A side effect of this implementation is that the maximum payload is reduced by the size of the counter (8 bytes). Therefore, no frames can exceed 65 bytes with encryption enabled. The maximum payload is still 73 bytes with encryption disabled.
Also effective starting with version 9002, the key is 256 bits rather than 128 bits. 256 bits is 32 bytes. Since the key is entered with ASCII HEX characters in Command mode, up to 64 ASCII HEX characters may be entered for the KY command.
This security mode is compatible with other XBee/XBee-PRO S2C DigiMesh 2.4s running version 9002 or greater and XBee3 DigiMesh modules. This security mode is not enabled by default. To enable this enhanced security mode, clear C8 (802.15.4 Compatibility) bit 2.
This mode is enabled by default, however we recommend using 256-bit AES CTR mode encryption whenever possible.
For compatibility with nodes in the same network that do not support CTR mode encryption, setting C8 bit 2 enables legacy mode 128-bit ECB mode encryption as supported previously. In this case, only the last 32 ASCII HEX characters of the key are used, even if more characters were previously entered for the key.
128-bit encryption refers to the length of the encryption key entered with the KY command (128 bits = 16 bytes).

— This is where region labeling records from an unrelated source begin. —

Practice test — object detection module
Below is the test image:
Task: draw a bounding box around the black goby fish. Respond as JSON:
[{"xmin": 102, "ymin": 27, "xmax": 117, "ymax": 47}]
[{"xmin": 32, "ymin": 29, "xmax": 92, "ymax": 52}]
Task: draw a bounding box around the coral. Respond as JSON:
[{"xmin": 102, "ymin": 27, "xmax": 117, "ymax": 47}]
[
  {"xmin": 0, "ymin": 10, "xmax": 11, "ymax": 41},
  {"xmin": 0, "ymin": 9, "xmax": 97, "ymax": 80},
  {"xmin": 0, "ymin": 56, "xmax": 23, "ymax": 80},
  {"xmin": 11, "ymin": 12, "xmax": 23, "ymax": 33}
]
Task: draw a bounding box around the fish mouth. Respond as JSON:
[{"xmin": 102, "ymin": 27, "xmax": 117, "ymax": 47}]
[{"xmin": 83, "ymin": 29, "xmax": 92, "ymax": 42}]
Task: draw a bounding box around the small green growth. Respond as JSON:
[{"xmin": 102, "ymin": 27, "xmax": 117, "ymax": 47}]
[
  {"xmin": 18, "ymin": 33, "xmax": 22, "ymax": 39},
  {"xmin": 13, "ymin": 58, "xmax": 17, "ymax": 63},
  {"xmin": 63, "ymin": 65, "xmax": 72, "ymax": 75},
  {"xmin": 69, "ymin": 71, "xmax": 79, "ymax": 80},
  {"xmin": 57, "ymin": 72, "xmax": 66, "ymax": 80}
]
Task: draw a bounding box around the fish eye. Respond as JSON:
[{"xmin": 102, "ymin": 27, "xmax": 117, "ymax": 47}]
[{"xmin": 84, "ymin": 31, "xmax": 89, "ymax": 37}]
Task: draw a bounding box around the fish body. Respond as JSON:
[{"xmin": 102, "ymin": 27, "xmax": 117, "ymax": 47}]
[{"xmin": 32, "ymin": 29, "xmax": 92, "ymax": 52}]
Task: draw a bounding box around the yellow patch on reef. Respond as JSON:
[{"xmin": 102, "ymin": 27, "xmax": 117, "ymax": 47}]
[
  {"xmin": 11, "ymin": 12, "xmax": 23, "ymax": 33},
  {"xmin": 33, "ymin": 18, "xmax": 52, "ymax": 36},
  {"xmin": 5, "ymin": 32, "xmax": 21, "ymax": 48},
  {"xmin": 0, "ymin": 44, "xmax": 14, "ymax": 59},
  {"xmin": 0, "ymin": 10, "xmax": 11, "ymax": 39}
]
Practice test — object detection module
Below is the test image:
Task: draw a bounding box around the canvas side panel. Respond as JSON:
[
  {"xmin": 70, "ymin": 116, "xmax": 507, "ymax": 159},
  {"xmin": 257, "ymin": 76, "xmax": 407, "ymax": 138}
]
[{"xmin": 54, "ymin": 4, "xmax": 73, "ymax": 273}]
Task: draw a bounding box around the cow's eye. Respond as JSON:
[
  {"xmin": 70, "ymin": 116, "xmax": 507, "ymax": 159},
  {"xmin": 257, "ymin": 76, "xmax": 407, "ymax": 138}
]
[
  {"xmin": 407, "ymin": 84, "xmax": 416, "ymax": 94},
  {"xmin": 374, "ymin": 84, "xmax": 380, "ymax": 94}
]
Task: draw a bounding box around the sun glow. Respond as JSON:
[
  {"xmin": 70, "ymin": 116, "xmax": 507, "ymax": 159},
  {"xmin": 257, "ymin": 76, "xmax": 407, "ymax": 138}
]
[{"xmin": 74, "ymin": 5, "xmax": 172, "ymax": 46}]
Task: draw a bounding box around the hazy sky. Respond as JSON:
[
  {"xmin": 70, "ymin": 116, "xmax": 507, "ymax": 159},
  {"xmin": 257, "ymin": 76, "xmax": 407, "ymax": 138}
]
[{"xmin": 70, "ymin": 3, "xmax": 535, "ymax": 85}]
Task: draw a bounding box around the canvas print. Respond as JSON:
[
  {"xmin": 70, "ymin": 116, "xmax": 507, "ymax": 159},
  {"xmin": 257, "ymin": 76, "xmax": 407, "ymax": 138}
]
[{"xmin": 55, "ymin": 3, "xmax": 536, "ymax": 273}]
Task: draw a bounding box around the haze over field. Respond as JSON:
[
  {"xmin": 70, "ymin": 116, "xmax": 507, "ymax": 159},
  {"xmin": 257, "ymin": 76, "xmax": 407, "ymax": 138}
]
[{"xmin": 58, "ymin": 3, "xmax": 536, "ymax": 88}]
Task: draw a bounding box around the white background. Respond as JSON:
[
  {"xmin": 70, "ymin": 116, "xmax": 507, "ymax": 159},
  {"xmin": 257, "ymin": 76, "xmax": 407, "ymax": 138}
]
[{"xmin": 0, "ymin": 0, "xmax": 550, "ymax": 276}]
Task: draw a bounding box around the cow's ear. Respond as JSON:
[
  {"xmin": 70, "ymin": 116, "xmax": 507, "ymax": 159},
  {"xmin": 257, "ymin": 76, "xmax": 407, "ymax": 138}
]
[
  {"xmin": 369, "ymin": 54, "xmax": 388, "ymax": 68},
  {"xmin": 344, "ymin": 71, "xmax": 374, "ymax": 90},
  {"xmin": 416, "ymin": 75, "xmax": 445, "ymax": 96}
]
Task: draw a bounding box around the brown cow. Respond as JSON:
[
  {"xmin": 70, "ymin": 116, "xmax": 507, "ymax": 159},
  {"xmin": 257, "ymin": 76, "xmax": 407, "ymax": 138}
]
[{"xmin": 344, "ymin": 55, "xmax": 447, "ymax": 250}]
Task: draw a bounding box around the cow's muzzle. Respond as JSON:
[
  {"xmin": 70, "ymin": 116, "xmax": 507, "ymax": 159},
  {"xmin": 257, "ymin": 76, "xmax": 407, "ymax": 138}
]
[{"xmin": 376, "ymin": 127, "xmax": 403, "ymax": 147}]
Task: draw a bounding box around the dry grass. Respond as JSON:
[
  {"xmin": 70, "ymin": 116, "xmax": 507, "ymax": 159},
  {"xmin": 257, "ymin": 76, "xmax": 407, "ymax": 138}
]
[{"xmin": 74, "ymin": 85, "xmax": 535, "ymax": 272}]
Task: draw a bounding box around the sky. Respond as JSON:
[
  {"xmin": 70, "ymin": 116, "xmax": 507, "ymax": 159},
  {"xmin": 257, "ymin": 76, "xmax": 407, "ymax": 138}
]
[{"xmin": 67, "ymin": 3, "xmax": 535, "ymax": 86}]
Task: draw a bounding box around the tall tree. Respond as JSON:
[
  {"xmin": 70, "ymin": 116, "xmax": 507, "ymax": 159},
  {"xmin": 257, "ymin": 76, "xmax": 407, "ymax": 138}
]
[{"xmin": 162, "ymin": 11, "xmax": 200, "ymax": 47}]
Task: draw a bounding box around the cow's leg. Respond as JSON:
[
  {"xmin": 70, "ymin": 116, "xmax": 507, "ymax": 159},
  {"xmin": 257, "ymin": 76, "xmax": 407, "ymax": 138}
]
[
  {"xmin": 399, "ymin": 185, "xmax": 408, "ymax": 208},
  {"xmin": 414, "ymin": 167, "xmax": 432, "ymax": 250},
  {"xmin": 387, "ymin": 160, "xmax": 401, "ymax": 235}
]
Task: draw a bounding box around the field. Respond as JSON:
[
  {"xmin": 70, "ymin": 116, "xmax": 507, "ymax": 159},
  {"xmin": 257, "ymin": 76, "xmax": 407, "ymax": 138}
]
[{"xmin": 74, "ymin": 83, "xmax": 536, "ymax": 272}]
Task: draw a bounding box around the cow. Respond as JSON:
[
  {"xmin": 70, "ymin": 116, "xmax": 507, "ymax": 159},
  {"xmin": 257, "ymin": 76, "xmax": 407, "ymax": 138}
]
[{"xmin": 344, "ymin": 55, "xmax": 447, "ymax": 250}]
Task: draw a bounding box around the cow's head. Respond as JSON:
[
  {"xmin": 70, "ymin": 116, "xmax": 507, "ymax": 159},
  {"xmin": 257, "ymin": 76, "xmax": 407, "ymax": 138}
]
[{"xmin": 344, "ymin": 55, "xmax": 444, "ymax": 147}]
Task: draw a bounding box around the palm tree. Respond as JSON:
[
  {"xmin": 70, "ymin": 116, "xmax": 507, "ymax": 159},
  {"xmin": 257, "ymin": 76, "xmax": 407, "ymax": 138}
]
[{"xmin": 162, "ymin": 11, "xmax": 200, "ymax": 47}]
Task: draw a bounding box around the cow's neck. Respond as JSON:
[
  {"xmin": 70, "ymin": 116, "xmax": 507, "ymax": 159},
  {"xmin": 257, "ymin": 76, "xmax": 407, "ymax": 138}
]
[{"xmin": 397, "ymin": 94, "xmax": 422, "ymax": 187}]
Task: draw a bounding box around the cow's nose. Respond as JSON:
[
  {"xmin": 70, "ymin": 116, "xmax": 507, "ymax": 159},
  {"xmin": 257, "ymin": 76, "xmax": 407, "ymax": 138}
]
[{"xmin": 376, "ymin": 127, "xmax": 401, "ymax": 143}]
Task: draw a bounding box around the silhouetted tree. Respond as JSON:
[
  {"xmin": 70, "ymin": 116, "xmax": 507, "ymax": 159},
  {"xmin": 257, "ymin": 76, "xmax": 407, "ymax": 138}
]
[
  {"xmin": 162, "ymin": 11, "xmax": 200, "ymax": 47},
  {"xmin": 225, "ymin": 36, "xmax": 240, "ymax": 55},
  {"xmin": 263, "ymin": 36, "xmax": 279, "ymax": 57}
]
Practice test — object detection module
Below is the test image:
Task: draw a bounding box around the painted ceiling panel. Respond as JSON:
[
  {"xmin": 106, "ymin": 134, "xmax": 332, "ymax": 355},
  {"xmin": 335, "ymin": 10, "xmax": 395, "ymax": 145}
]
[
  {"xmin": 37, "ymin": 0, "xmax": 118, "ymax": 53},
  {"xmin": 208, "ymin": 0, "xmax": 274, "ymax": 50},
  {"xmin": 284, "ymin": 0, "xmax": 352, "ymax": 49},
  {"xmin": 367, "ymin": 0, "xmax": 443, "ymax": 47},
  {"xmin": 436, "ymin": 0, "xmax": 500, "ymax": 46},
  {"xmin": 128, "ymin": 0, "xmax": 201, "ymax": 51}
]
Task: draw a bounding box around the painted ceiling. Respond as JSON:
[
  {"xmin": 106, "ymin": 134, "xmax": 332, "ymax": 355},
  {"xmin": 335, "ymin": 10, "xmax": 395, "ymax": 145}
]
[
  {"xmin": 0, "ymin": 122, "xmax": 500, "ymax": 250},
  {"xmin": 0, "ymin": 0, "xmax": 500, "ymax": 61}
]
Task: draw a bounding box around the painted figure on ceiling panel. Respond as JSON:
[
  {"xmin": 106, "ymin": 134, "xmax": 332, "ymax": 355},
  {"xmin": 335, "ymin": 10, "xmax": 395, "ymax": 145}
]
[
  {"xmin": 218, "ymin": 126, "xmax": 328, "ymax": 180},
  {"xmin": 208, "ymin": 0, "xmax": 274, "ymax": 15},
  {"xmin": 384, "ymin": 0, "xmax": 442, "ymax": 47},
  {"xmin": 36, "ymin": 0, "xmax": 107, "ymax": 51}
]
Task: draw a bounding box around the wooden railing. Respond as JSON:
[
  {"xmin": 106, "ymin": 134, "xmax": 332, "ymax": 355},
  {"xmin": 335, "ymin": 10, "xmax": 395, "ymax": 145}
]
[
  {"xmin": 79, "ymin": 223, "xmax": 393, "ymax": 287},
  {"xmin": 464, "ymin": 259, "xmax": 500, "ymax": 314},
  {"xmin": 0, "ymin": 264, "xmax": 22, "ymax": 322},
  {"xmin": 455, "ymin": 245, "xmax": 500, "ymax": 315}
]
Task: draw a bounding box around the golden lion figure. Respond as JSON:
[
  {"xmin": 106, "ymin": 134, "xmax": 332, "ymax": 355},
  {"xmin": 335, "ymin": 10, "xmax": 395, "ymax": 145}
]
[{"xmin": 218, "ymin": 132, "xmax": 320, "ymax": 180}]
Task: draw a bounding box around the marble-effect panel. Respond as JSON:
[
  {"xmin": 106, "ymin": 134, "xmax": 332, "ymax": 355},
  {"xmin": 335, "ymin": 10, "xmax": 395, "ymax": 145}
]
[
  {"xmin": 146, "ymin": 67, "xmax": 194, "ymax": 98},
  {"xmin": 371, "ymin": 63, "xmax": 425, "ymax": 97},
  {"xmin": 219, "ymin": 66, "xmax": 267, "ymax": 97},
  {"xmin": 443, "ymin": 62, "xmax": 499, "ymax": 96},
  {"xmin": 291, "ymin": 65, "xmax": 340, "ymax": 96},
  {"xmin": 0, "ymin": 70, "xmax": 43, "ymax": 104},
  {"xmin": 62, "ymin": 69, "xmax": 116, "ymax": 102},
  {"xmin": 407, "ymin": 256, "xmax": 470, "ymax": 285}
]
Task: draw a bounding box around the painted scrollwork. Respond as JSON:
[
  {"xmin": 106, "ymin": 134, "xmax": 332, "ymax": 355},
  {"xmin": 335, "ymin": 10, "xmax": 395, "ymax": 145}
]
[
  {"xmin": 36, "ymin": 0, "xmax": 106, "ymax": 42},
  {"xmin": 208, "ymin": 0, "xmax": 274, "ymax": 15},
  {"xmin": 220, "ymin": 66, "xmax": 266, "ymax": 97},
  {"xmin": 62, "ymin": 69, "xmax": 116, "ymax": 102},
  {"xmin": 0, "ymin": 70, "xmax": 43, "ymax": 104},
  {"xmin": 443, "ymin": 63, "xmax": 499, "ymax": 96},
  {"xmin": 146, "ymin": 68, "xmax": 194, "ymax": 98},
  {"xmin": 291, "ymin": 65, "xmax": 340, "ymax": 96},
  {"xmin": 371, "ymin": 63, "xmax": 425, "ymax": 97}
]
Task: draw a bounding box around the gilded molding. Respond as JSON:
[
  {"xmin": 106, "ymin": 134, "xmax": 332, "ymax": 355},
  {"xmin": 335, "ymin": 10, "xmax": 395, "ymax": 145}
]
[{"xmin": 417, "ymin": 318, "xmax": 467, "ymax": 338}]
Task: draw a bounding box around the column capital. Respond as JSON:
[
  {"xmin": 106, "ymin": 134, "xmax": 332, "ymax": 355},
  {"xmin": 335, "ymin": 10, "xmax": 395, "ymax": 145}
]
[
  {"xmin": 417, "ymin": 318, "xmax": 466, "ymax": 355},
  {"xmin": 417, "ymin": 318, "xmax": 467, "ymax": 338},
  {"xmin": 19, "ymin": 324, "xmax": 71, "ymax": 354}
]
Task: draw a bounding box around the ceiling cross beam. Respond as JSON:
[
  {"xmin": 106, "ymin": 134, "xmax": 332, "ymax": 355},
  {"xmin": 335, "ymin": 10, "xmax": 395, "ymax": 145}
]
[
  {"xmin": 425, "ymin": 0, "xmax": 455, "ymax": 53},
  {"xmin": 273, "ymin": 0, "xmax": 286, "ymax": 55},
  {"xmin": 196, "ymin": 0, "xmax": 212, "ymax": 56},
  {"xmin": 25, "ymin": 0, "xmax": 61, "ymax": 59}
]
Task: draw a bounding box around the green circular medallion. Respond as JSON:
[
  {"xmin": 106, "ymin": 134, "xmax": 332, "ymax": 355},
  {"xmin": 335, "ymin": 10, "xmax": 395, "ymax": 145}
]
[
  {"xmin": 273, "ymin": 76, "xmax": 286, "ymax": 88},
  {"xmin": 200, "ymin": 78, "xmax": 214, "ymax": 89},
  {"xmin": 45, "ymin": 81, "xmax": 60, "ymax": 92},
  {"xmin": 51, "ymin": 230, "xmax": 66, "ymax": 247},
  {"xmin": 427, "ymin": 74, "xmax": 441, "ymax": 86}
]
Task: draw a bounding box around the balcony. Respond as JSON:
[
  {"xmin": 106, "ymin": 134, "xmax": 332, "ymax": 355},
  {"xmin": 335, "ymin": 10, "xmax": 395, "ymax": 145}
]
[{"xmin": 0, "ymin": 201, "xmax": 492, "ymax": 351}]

The 802.15.4 protocol specifies eight security modes, enumerated as shown in the following table.
|
Level |
Name |
Encrypted? |
Length of message integrity check |
Packet length overhead |
|---|---|---|---|---|
|
0 |
N/A |
No |
0 (no check) |
0 |
|
1 |
MIC-32 |
No |
4 |
9 |
|
2 |
MIC-64 |
No |
8 |
13 |
|
3 |
MIC-128 |
No |
16 |
21 |
|
4 |
ENC |
Yes |
0 (no check) |
5 |
|
5 |
ENC‑MIC‑32 |
Yes |
4 |
9 |
|
6 |
ENC-MIC-64 |
Yes |
8 |
13 |
|
7 |
ENC‑MIC‑128 |
Yes |
16 |
21 |
The XBee/XBee-PRO S2C DigiMesh 2.4 only supports security levels 0 and 4. It does not support message integrity checks. EE 0 selects security level 0 and EE 1 selects security level 4. When using encryption, all devices in the network must use the same 16-byte encryption key for valid data to get through. Mismatched keys will corrupt the data output on the receiving device. Mismatched EE parameters will prevent the receiving device from outputting received data.